Nicolas Maeterlinck

Jugendliche randalierten zwei Nächte lang in den Brüsseler Marollen

Etwa 30 Jugendliche haben in der Nacht zum Sonntag im Brüsseler Marollen-Viertel randaliert. Dabei gingen die Scheiben eines Kindergartens zu Bruch und ein Auto sowie Mülleimer gingen in Flammen auf. Als Polizei und Feuerwehr anrückten, wurden diese mit Molotow-Cocktails begrüßt. Verletzte gab es nicht. Auch am Vortag war es dort bereits zu Konfrontationen zwischen der Polizei und Jugendlichen gekommen.

Die Randale konzentrierte sich auf die Wasserijstraat und die Nieuwlandstraat im Brüsseler Marollen-Viertel. Die Polizei versucht jetzt, die Täter über Kamerabilder zu identifizieren. Bei der Suche nach den Randalierern entdeckte die Polizei mehrere fertiggestellte aber noch ungenutzte Molotow-Cocktails. Es ist davon auszugehen, dass die Jugendlichen vorhatten, die Hilfskräfte anzugreifen.

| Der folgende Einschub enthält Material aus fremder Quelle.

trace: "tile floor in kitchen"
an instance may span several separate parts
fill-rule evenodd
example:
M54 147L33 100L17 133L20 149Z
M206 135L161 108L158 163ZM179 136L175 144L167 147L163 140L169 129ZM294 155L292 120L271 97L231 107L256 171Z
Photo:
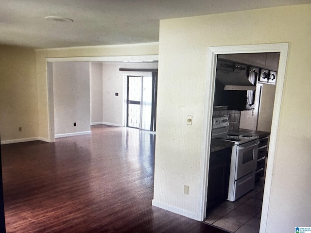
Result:
M205 222L236 233L258 233L263 197L264 176L254 189L234 202L225 201L210 210Z

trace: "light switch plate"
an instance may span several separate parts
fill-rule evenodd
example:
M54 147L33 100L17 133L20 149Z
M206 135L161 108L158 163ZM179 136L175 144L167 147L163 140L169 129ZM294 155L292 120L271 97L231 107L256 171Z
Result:
M184 185L184 194L189 194L189 186L188 185Z
M187 124L191 125L192 124L192 116L188 115L187 117Z

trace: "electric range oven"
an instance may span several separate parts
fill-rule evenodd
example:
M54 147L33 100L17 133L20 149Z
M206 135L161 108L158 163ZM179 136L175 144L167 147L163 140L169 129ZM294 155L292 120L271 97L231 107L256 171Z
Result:
M212 137L234 142L232 147L227 200L234 201L255 186L258 137L228 132L226 116L214 117Z

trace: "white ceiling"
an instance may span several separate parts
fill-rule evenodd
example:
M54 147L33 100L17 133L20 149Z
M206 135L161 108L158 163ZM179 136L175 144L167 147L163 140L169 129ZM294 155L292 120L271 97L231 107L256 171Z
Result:
M157 42L160 19L310 3L311 0L0 0L0 44L50 48ZM45 19L48 16L73 22Z

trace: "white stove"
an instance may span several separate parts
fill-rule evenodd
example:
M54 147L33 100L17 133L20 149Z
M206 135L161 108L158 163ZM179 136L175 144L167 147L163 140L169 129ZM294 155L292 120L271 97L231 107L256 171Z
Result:
M227 200L234 201L254 188L258 137L228 132L226 116L214 117L212 137L234 142L232 147Z
M250 142L258 139L258 137L254 136L249 136L240 134L236 132L231 132L229 131L227 133L225 138L224 139L226 141L230 141L234 142L235 144L240 145L246 142Z

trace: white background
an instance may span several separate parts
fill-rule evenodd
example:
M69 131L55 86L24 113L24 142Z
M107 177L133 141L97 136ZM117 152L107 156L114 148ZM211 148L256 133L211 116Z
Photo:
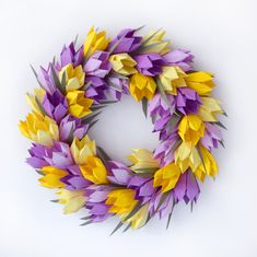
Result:
M257 83L254 0L0 0L0 256L257 256ZM79 226L63 215L54 191L38 186L24 163L30 142L17 130L28 108L25 93L37 86L28 65L46 66L65 43L91 25L113 36L122 27L163 27L174 47L190 49L196 68L215 73L215 95L229 118L226 149L217 151L220 175L207 180L191 213L188 206L140 231L109 232L117 220ZM141 106L126 97L102 115L94 138L117 160L130 148L156 147Z

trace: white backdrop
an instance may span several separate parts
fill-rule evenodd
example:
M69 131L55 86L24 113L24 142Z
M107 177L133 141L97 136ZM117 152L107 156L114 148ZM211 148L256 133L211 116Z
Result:
M0 0L0 256L257 256L256 1L254 0ZM168 231L153 220L140 231L108 234L117 220L79 226L63 215L54 191L38 186L24 163L30 143L17 130L37 86L28 65L47 65L65 43L94 24L115 35L124 27L163 27L175 47L190 49L196 68L217 75L224 102L226 149L217 151L220 175L207 180L191 213L180 205ZM118 105L118 106L117 106ZM126 97L102 115L94 138L117 160L157 140L141 106Z

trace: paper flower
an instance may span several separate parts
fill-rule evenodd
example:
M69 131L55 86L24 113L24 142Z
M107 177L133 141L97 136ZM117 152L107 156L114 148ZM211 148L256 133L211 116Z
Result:
M133 149L133 153L128 156L128 160L133 164L130 166L132 171L142 168L156 168L159 161L153 159L153 153L145 149Z
M70 147L67 143L54 141L51 148L33 144L28 152L31 157L26 162L35 168L55 166L66 170L74 164L70 154Z
M194 56L190 54L190 51L176 49L164 55L163 58L171 66L177 66L184 71L191 70L191 62L192 62Z
M177 66L163 67L162 74L160 74L164 90L173 95L177 94L177 87L187 86L185 78L187 78L187 74Z
M184 115L198 114L199 105L201 105L200 96L196 91L188 87L177 90L175 102L176 108Z
M79 211L86 202L83 190L70 191L61 188L56 194L58 196L58 202L65 205L65 214Z
M143 97L151 100L156 90L156 83L151 77L147 77L140 73L133 74L130 83L130 94L137 100L141 101Z
M91 140L89 136L81 140L74 138L70 151L77 164L86 164L86 159L96 154L95 141Z
M72 91L68 92L66 95L69 105L69 112L77 118L81 118L87 114L91 114L90 109L93 104L93 100L84 96L83 91Z
M80 165L80 170L84 178L96 185L108 183L106 178L107 171L98 157L87 156L86 163L84 165Z
M156 52L149 52L135 56L137 69L144 75L159 75L162 73L162 67L166 65L165 59Z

Auch am Vortag war es in den Marollen zu Randale gekommen, nach der die Polizei allerdings einige Jugendliche fassen konnte. Inzwischen hat die Brüsseler Feuerwehr Klage gegen Unbekannt eingereicht. Sie will es nicht länger hinnehmen, dass sie und andere Hilfskräfte Ziel von Krawallmachern und von herumhängenden Jugendlichen sind.

Angriffe auf Feuerwehr und Hilfskräfte

Die Brüsseler Hilfskräfte warten auf ein deutliches Zeichen von Seiten der Stadt und den Behörden, „um diese gesetzlosen Individuen zu identifizieren und zu bestrafen!“ Offenbar hängen beide Vorfälle am Freitag und am Samstag zusammen. Die Gegend in den Marollen ist häufig Ziel von Polizeieinsätzen gegen herumlungernde Jugendliche.

In den Marollen leben viele Menschen dichtgedrängt beieinander und sehr oft in kleinen Appartements. Gerade hier muss die Polizei die Menschen oft auf die Einhaltung der geltenden Corona-Sicherheitsmaßnahme hinweisen, was wiederum von Jugendlichen als Provokation aufgefasst wird und dann kann es zu solchen Vorfällen kommen, wie die der vergangenen Tage bzw. Nächte.